The GCA helped to mitigate this situation by providing up-to-the minute information to its members, including via WhatsApp. According to Burks, this is a platform which the organisation wants to continue to take advantage of, alongside other newly popular innovations, such as webinars.
He says: “I absolutely want to encourage the passing on of best practice, for instance via things like WhatsApp groups. Our next webinar [as of January], meanwhile, will be looking at cost-saving initiatives. That will be organised by Matthew Bent, who is someone who knows a thing or two about business.”
“We need to keep communicating what we’re doing as an organisation as well. Members need to know that things are happening all the time, for instance around what the executive committee is doing. Also, we as the GCA need to communicate with the rest of the industry and show them how welcome they are to come and join us. Tell them the benefits of coming on board.”
Rising to the challenge
While the initiatives mentioned by Burks so far are crucially important, for him the GCA’s most important function is the oversight which it provides across the industry (and particularly to its members).
In the first instance, this obviously takes the form of the annual inspections mentioned earlier. At the same time, the organisation is also increasingly promoting ethical/‘green’ selling practices across its member organisations.
Regarding the latter in particular, there are very good reasons for this – both ethical, and business-based. “GCA garden centres are increasingly priding themselves on their relationship to the environment,” says Burks.
“They’re working very hard to reduce some of the environmentally harmful products you can buy at the moment, the most obvious example of which is anything peat-based. At the same time, they’re also becoming increasingly focused on local producers and suppliers, a key benefit of which is the reduction of haulage.

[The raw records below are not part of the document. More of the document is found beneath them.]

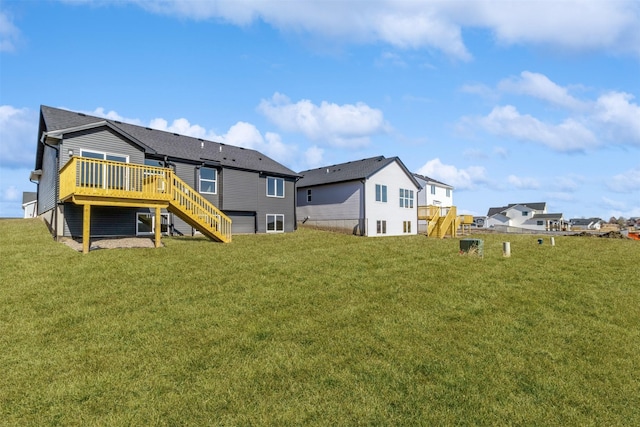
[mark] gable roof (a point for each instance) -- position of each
(161, 143)
(431, 180)
(350, 171)
(538, 206)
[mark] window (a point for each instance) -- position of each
(145, 223)
(275, 187)
(208, 180)
(105, 175)
(406, 198)
(275, 223)
(381, 193)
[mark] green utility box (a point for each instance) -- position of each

“For me, all that is incredibly important. You’ve got to be happy that what you’re doing is the right thing for the world. And frankly, we’re going to be forced down that route, whether we like it or not.”
Moving onto the inspections piece, he continues: “Every centre has to achieve a pass mark, or they’ll be asked to leave. That’s not an idle threat and it does actually happen. The point is that, coming into a GCA garden centre, you know that the retail standards are great, which reflects well across the whole sector.
“The other side of that is that we have to find ways to make the public more aware of what they’re going to get if they visit a GCA garden centre. I don’t think that’s something we’ve been particularly good at in the past and is something that I would like to help us achieve.”
With the interview coming to an end, we move on to the biggest challenges currently facing the sector, something which seems like an increasingly pertinent topic as of the beginning of 2023. Naturally enough, the two things Burks identifies above everything else (bad weather notwithstanding) is the current cost-of-living crisis, as well as concerns around the cost of energy.
While for him these are clearly a challenge, he also appears surprisingly optimistic. He says: “Regarding the cost-of-living crisis, if people’s disposable income does fall, the question immediately becomes what actually choose to spend it on.
“However, in my experience, the garden centre sector generally hasn’t suffered in those times. People tend to stay close to home when things are hard, which of course includes the garden. People see them as a haven.
“Regarding the energy crisis, that has certainly impacted on businesses, particularly anyone who hasn’t been on a fixed term contract. But as yet, I haven’t heard about this tipping any garden centres over the edge.”
2023 is a year of both challenges and opportunities for the UK garden centre sector. It will be interesting to see the ways in which Burks and the GCA meet these head-on.